Sydney's transit system includes a fleet of old ferries, patriotic yellow and green, two-storied and squat like a friendly tugboat in a children's cartoon, which constantly criss-cross the many-lobed harbour. The way to Cockatoo Island runs out from Circular Quay towards the painted gate of Luna Park, from which a huge face with rouged cheeks grins insanely like a vaudeville impresario with neurosyphilis, and then past scattered barges and islands with military bases.
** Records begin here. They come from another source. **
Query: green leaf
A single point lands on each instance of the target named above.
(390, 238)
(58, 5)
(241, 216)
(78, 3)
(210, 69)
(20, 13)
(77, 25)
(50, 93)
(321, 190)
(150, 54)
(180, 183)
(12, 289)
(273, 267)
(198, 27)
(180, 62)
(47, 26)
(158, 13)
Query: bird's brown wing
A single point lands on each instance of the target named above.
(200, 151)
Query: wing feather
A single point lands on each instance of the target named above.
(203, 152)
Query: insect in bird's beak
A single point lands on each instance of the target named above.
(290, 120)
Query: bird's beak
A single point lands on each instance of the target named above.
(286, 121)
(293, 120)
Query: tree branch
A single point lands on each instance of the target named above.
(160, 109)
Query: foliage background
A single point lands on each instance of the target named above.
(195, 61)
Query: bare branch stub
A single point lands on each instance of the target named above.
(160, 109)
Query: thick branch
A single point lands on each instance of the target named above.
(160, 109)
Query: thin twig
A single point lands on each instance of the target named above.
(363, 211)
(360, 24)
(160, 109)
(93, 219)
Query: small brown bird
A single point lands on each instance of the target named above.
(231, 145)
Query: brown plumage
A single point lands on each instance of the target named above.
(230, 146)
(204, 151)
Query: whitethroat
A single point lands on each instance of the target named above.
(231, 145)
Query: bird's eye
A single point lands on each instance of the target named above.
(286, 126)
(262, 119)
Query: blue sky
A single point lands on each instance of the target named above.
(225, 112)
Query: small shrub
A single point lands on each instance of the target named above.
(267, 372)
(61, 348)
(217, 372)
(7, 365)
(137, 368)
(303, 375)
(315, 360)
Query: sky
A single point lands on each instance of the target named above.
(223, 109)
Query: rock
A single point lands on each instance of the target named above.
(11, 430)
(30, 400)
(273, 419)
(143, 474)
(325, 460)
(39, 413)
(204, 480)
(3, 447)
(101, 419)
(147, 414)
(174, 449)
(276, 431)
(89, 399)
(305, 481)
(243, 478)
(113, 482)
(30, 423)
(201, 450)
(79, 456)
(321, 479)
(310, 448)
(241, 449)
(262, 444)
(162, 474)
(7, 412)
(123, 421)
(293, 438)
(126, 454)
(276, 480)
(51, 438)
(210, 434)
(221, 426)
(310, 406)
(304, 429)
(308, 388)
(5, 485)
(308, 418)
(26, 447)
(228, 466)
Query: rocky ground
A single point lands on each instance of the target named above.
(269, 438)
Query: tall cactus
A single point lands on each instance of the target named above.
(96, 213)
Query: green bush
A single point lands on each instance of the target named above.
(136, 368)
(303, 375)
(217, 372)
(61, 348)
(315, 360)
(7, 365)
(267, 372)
Cockatoo Island is nearby and a decent size, and a natural choice for at least some of the things it's been used for since the 18th century. It was a prison for particularly hard cases among the convicts, an industrial school for girls, and a shipyard. The largest part is a derelict industrial site; when I arrived, it was hosting a corporate retreat. People were team-building by running back and forth kicking small balls and hooting.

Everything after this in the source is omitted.